I think it was Thursdays, but it might have been Tuesdays. I’m
pretty sure the day started with a T.
It was the best day of the week that year in elementary
school for me, because we could get optional chocolate milk with
our school lunch, and Robin Hood was on TV in the
evening.
Loved that show — the swashbuckling adventures of Robin
(Richard Greene), Little John (Archie Duncan), Maid Marian
(Bernadette O’Farrell, later Patricia Driscoll), and Friar Tuck
(Alexander Gauge), battling the corrupt (but always well dressed)
Sheriff of Nottingham (Alan Wheatley), week after week. I have no
doubt it was that program that instilled in me the love for things
medieval that motivates me to dress up as a Viking reenactor on
weekends, even at my age.
My adult experiences with rediscovering beloved childhood
television programs have mostly been disappointing. When I get a
chance to see an episode (or, worse still, buy the DVD set), I can
usually expect a rude collision with shoddy writing, wooden acting,
and cheap costumes and sets.
So it was with some misgivings that I approached the
complete collection of
The Adventures of Robin Hood. But it was on sale at a
very low price at my local used book store, and I took the
chance.
I was pleasantly surprised. The acting is good, the
costumes not bad, and the sets (by artistic director Peter Proud)
were groundbreaking, achieving an illusion of variety on a limited
budget.
Still, for any conservative fan of this series, there must
always be the problem of the Legend of The Adventures of Robin
Hood. Not the original legend of “Bold Robin” based on English
ballads, but the (factual) political legend of how the show came to
be written.
Producer Hannah Weinstein was an avowed leftist, and made
a point of hiring expatriate American writers, notably several
members of the Hollywood Ten, like Ring Lardner, Jr. These writers,
living in England where the show was filmed, worked under
pseudonyms. They were happy to relate, in later years, how they
managed to smuggle redistributionist propaganda into American homes
during the Eisenhower years.
All true.
And yet, my own impression is that — at least a lot of
the time — the stories they wrote did not bear out their
principles nearly so well as they thought.
The very first episode, “The Coming of Robin Hood,” tells
how Robin of Locksley — no member of the proletariat, but lord of
an estate — comes home to find his property unjustly confiscated
by the authorities. His resistance to this injustice makes him an
outlaw, and much is made of the fact that the government has no
right to steal private property.
That’s not what I’d call a good start for a series
promoting Collectivism.
An episode called “The Salt King” in Season Three concerns
a nobleman who holds a monopoly on the sale of salt in
Nottinghamshire. His underhanded scheme to decrease supplies and
raise prices is the stuff that Progressive propaganda is made of,
I’ll admit. But, interestingly, the solution Robin and his friends
come up with involves not the nationalization of the salt wells,
but the threat of competition, when the individual landowners
convince the monopolist that they’ve found salt on their own
lands.
Another interesting episode from Season Three is “One
Man’s Meat,” in which a nobleman with nutritional theories tries to
force his servants and serfs to live on a miracle diet composed of
nuts and roots. Modern leftists, many of whom are vegetarians, will
probably be distressed to see Robin smuggling meat in to the
suffering castle occupants. He then proves by means of a blind
study (apparently having invented modern science single-handedly)

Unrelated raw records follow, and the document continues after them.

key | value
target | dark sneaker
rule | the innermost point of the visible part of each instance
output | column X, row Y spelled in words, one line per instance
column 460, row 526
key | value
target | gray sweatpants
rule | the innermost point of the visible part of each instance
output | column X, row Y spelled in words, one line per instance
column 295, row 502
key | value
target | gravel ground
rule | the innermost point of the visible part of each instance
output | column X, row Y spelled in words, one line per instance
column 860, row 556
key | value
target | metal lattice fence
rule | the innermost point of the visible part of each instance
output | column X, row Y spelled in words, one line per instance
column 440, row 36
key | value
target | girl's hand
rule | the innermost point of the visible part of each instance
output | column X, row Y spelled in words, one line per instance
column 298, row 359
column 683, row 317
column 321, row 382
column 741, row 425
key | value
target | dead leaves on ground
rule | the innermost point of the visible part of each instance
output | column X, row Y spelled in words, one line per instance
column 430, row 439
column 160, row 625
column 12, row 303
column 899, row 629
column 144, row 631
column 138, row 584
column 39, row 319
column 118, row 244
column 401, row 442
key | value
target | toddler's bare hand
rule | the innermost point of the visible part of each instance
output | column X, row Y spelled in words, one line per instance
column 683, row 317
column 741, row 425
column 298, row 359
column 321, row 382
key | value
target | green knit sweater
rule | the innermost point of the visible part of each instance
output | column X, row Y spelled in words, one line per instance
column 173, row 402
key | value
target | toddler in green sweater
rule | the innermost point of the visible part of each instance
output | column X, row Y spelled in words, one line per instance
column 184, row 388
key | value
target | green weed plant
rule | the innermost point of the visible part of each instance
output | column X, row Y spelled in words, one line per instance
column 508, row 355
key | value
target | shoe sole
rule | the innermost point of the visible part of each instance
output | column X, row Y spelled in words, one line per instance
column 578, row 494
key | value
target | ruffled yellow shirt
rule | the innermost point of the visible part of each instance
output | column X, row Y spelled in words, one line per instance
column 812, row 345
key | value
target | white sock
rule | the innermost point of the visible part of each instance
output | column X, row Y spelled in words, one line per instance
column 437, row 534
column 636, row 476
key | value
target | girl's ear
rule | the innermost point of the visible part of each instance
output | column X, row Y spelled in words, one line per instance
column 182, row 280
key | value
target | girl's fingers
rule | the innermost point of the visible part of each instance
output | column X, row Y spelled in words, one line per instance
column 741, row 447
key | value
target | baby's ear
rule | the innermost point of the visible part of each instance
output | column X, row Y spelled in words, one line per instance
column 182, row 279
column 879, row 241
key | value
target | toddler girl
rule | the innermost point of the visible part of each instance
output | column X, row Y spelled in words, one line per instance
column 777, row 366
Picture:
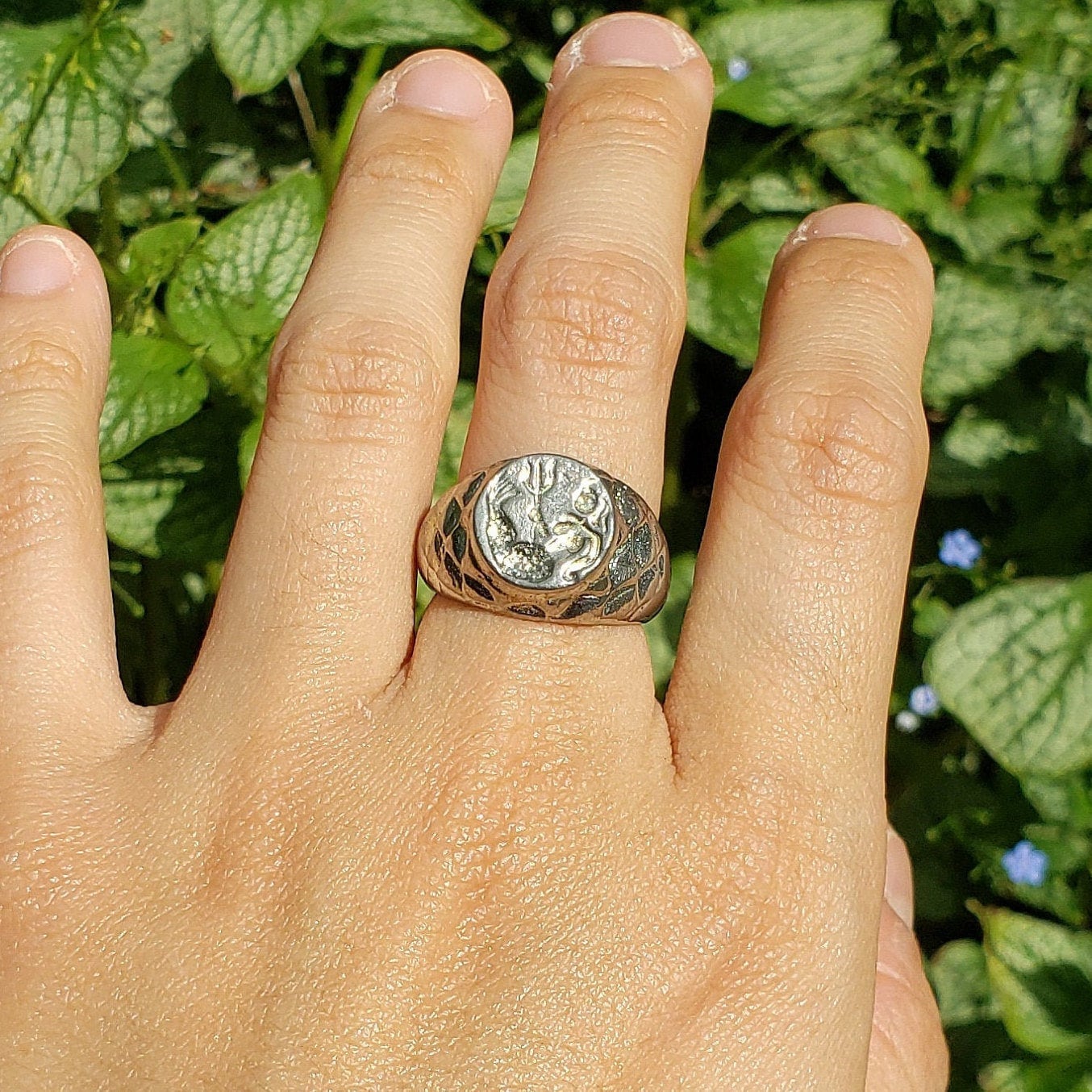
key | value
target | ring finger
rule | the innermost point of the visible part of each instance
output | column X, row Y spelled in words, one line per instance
column 586, row 306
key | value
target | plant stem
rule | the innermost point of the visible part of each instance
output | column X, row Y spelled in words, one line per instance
column 318, row 139
column 178, row 178
column 986, row 130
column 367, row 73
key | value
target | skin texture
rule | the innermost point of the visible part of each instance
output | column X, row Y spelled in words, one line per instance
column 484, row 857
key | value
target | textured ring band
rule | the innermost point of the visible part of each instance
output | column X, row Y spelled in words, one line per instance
column 549, row 537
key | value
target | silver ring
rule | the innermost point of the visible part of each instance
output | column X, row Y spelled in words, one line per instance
column 548, row 537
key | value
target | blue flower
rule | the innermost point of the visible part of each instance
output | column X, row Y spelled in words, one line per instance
column 924, row 701
column 738, row 69
column 907, row 721
column 960, row 548
column 1026, row 864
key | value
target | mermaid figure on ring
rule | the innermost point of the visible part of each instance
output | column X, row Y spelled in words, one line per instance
column 531, row 545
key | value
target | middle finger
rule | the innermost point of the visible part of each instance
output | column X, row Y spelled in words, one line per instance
column 586, row 307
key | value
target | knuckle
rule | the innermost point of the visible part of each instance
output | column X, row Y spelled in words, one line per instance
column 594, row 323
column 869, row 286
column 39, row 490
column 353, row 379
column 412, row 169
column 878, row 268
column 829, row 446
column 644, row 114
column 39, row 365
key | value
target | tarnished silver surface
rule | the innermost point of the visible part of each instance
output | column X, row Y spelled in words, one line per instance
column 546, row 537
column 544, row 521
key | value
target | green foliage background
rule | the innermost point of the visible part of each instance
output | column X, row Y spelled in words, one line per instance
column 196, row 144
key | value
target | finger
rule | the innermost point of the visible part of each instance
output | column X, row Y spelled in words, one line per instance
column 907, row 1052
column 58, row 669
column 586, row 309
column 321, row 565
column 787, row 648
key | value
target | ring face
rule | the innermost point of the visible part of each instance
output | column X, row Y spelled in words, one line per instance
column 544, row 521
column 546, row 536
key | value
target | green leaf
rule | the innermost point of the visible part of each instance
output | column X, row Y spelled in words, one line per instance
column 960, row 981
column 990, row 219
column 177, row 496
column 876, row 166
column 256, row 42
column 248, row 448
column 74, row 133
column 727, row 286
column 153, row 253
column 27, row 54
column 357, row 23
column 802, row 56
column 173, row 33
column 974, row 453
column 234, row 289
column 1042, row 978
column 13, row 216
column 1019, row 125
column 454, row 437
column 512, row 188
column 662, row 632
column 154, row 386
column 1056, row 1075
column 1063, row 801
column 980, row 330
column 1015, row 667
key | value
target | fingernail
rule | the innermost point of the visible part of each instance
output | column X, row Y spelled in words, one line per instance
column 39, row 265
column 441, row 83
column 853, row 222
column 632, row 42
column 899, row 879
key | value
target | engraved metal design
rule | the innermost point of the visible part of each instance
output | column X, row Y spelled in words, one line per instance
column 544, row 521
column 548, row 537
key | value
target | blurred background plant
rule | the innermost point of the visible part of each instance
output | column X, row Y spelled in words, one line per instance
column 194, row 145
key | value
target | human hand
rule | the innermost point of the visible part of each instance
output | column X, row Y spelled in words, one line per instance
column 485, row 857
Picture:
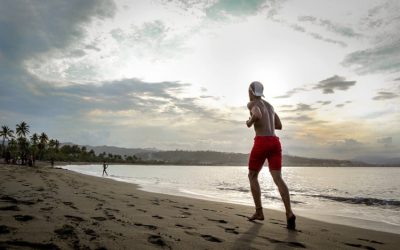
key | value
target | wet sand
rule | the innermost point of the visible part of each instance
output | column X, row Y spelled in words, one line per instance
column 52, row 208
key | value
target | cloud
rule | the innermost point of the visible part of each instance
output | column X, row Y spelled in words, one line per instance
column 382, row 58
column 341, row 105
column 330, row 26
column 320, row 37
column 291, row 92
column 223, row 8
column 329, row 85
column 153, row 39
column 323, row 103
column 386, row 141
column 301, row 118
column 301, row 107
column 383, row 23
column 34, row 27
column 384, row 95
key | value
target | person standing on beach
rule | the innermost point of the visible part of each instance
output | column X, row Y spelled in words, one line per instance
column 266, row 146
column 105, row 166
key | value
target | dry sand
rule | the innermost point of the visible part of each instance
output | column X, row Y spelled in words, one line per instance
column 51, row 208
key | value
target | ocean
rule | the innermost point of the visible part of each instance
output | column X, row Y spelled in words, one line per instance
column 367, row 197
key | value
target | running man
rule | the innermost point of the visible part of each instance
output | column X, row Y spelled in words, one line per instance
column 105, row 166
column 266, row 146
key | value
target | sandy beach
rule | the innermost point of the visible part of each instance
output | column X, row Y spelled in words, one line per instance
column 52, row 208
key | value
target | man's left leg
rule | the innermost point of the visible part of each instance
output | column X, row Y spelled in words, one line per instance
column 284, row 192
column 256, row 193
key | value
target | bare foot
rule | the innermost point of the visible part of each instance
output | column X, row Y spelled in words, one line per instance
column 291, row 223
column 256, row 216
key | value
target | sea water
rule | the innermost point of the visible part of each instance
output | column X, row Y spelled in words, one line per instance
column 367, row 197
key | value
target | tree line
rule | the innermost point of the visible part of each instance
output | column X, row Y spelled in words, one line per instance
column 24, row 149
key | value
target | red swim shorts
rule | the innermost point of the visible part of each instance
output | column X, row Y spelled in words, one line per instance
column 266, row 147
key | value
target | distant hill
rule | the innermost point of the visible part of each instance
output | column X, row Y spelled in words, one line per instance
column 120, row 151
column 234, row 159
column 217, row 158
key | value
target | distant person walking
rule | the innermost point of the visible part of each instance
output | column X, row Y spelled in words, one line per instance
column 105, row 166
column 266, row 146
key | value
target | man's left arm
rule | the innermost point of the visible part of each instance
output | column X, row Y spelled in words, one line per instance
column 255, row 115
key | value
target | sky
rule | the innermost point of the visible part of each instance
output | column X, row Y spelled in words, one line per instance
column 174, row 74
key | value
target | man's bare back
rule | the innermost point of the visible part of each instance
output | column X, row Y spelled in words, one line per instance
column 263, row 117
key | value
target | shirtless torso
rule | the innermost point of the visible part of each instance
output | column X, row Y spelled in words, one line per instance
column 264, row 118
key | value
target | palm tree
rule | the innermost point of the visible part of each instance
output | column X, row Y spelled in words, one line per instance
column 57, row 145
column 35, row 139
column 34, row 147
column 22, row 129
column 43, row 139
column 13, row 148
column 7, row 133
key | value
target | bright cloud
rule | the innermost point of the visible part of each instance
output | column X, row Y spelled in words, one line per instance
column 174, row 74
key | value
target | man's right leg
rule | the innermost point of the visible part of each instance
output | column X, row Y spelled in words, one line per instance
column 256, row 193
column 284, row 192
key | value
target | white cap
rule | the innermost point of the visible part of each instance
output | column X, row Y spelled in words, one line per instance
column 256, row 88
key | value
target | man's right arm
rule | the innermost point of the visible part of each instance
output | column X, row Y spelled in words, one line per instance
column 278, row 124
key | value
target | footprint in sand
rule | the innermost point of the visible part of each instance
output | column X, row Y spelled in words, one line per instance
column 359, row 246
column 67, row 231
column 184, row 227
column 219, row 221
column 5, row 229
column 10, row 208
column 211, row 238
column 211, row 210
column 371, row 241
column 185, row 208
column 91, row 233
column 150, row 227
column 156, row 240
column 23, row 218
column 74, row 218
column 99, row 218
column 230, row 230
column 29, row 245
column 289, row 243
column 46, row 208
column 70, row 204
column 205, row 236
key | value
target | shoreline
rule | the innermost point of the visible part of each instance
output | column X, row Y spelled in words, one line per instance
column 326, row 216
column 62, row 209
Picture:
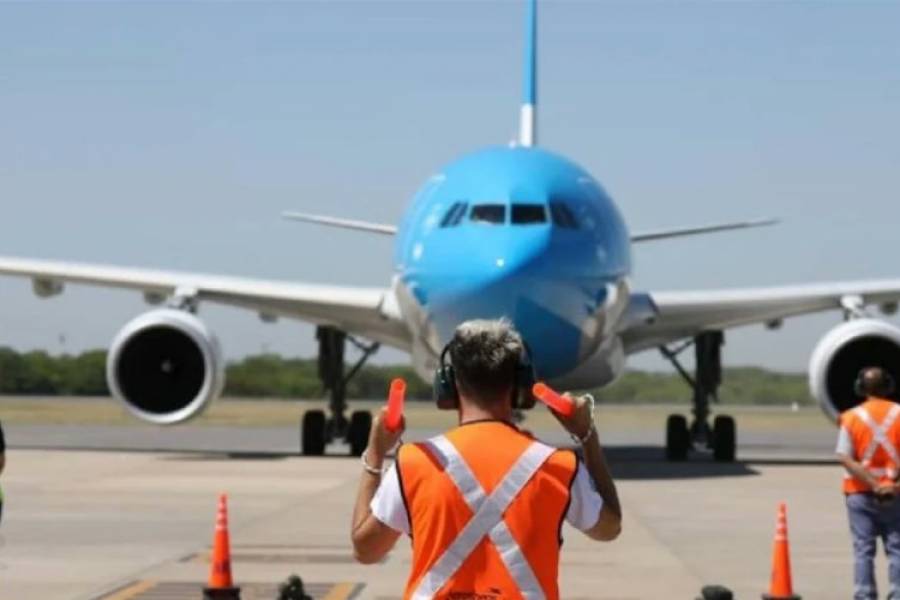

that the nobleman’s food is healthy for pigs.
And what kind of government is more likely to force
dietary laws on its citizens, anyway? Capitalist or
Communist?
An episode called “The Minstrel,” also in Season Three,
certainly sprang from the deepest hearts of the blacklisted
American writers. A minstrel composes a song making fun of the
Sheriff. The Sheriff, concerned that the city look good for an
upcoming visit by Prince John, outlaws all singing. Obviously this
is a poke at the United States, which had imprisoned some of them
(though technically they didn’t go to jail for what they’d written,
but for refusing to reveal Communist connections).
Yes, yes. I see the point.
And yet, if you were to look for a country that sent
people to prison (and even put them to death) for the content of
their writings, wouldn’t the most obvious parallel be a certain
world power located to the east?
A similar episode, “The Doctor,” from the same season,
involves a principled physician who is threatened with a show trial
(sentence predetermined) for the crime of treating Little
John.
I take the point, of course. Still, it seems to me that
while the Hollywood Ten’s treatment by the House Committee on
Un-American Activities may not have been the high point of American
constitutional jurisprudence, there was another world power whose
show trials were far more brutal, and whose victims generally ended
up dead, not living comfortably abroad, writing television
scripts.
All in all it seems to me that The Adventures of Robin
Hood wasn’t nearly the propaganda engine the writers wanted it
to be. The reason, I think, is simple. Good writing mirrors real
life. And real life is essentially conservative. These writers were
too good to really try to impose Marxist principles on their
stories.
Another notable element, through the entire run of the
series, is its treatment of the Roman Catholic Church.
Although in the ballads Robin Hood was always a faithful
Christian, his relationship with churchmen was ambivalent. His
alliance with Friar Tuck notwithstanding, “fat abbots,” who were
also feudal lords, were frequent victims of the Sherwood
robbers.
But in this series, churchmen are always friends to the
people, and the church promotes liberty 100% of the
time.
No doubt this was due to the broadcast standards of
English television in those days. Criticism of Christianity was not
permitted, particularly in children’s fare. The Communist, atheist
writers must have chafed under that restriction, but they bit their
tongues and wrote as they were told.
Because if there’s one thing Communists are good at, it’s
obeying government orders.
As long as it isn’t the United States government, under
Republicans.
I will admit, though, that my set of DVDs does live up to
the standards of the Soviet Union in one important
respect.
They’re shoddily manufactured. Half the episodes on the
last three discs are garbled and unwatchable.
The spirit of the Revolution lives on.